Wearable Chest Sleep Apnea Test Receives FDA Clearance

The Food and Drug Administration (FDA) has granted 510(k) clearance to SANSA (Huxley Medical, Atlanta, GA), a sleep apnea patch that is worn on the chest. SANSA is an at-home, single-point-of-contact diagnostic device that does not require additional attachments such as belts, wires, or hoses. The device uses artificial intelligence (AI) and advanced signal processing to detect disordered breathing during sleep, record EKG signals from the heart, and provide other biophysical parameters that can be used by clinicians in their evaluation of potential sleep-related breathing disorders in adults suspected of having sleep apnea.
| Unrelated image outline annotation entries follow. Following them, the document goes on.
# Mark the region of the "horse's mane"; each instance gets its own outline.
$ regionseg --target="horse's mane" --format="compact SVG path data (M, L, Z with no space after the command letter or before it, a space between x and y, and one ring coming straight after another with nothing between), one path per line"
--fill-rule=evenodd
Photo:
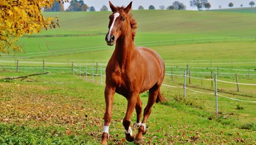
M116 8L118 10L124 10L125 7L124 6L117 7ZM137 22L136 22L135 18L133 18L132 13L129 13L128 16L130 18L131 27L132 29L132 41L134 41L134 38L136 36L136 29L138 28Z

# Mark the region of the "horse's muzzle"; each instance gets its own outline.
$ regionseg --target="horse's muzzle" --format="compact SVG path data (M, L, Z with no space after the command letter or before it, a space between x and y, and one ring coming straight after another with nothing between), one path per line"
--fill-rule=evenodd
M111 36L107 34L106 36L105 41L106 42L107 42L108 45L113 45L115 44L115 36L113 34L111 34Z

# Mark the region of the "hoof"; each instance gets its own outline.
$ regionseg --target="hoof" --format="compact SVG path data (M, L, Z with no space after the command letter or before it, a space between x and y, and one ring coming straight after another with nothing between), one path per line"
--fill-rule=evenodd
M143 133L142 133L143 135L145 135L147 134L147 130L145 130L145 132L143 132Z
M100 144L108 145L108 142L107 142L107 141L102 141L101 142Z
M134 144L141 144L142 142L143 142L143 139L135 139L134 143Z
M134 137L133 135L131 136L130 134L125 134L125 139L129 142L132 142L134 141Z
M108 133L103 133L102 136L101 136L101 143L100 144L104 144L107 145L108 144Z

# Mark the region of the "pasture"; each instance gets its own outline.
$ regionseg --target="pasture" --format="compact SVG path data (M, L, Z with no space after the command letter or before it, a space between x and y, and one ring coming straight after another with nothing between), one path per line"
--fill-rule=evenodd
M171 73L172 68L173 74L182 75L189 64L192 76L209 79L211 72L205 68L212 68L217 73L216 67L220 67L223 69L220 69L220 80L236 82L236 73L244 74L239 74L239 83L256 83L256 72L253 71L256 69L254 14L161 10L132 13L138 23L136 45L157 51L166 64L166 73ZM43 59L48 67L45 71L51 72L49 74L31 77L27 81L0 79L0 144L100 142L105 111L105 78L97 75L93 79L88 74L86 79L85 74L82 73L80 79L79 72L71 73L72 62L77 71L81 64L82 71L85 71L86 66L86 71L90 73L92 66L95 68L95 63L99 62L104 74L106 62L114 50L113 46L107 46L104 41L109 14L46 13L47 16L57 16L61 27L42 31L29 38L23 38L19 43L25 53L14 57L3 55L0 58L0 78L42 72ZM76 22L70 24L70 22ZM60 37L61 35L65 36ZM222 38L213 41L216 38ZM233 40L228 41L228 38ZM196 39L199 38L206 41ZM175 39L189 41L176 41L175 44L174 41L159 42ZM79 50L72 50L77 48ZM63 53L52 53L63 50ZM17 72L15 60L19 60ZM250 78L246 71L249 69ZM100 73L99 70L98 74ZM191 83L188 83L189 78L186 81L190 89L206 93L214 92L211 81L193 78ZM182 86L184 78L173 76L172 79L171 76L166 75L164 83ZM239 87L240 92L237 92L236 84L218 83L218 92L222 95L256 100L255 86ZM168 101L154 106L147 125L148 132L145 135L145 144L256 143L255 103L219 97L217 117L214 95L188 90L184 99L183 88L166 86L161 86L161 92ZM144 108L148 92L140 96ZM116 94L109 128L111 144L133 144L125 141L122 118L126 106L126 99ZM134 111L132 123L135 121ZM135 128L132 131L138 132Z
SANSA was cleared based on data from a clinical trial that included 533 participants with mild, moderate, or severe sleep disordered breathing across 7 sites in the United States. Results from the clinical trial demonstrate that SANSA was accurate in detecting sleep apnea.

• The sensitivity of SANSA in sleep apnea detection was 88.2% (95% CI, 81.3 to 93.2).
• The specificity was 87.3% (95% CI, 82.1 to 91.5).
• The device was shown to perform well regardless of participant skin tone.

"It's excellent news for the sleep community that Huxley's SANSA device has been cleared by the FDA to evaluate obstructive sleep apnea at all severity levels with reliable performance across all skin tones," said Douglas Kirsch, MD, former president of the American Academy of Sleep Medicine and Medical Director of Atrium Health Sleep Medicine. "This 8-channel wearable patch, including an EKG sensor, should be easy for patient self-application and improve the experience for diagnosis of obstructive sleep apnea."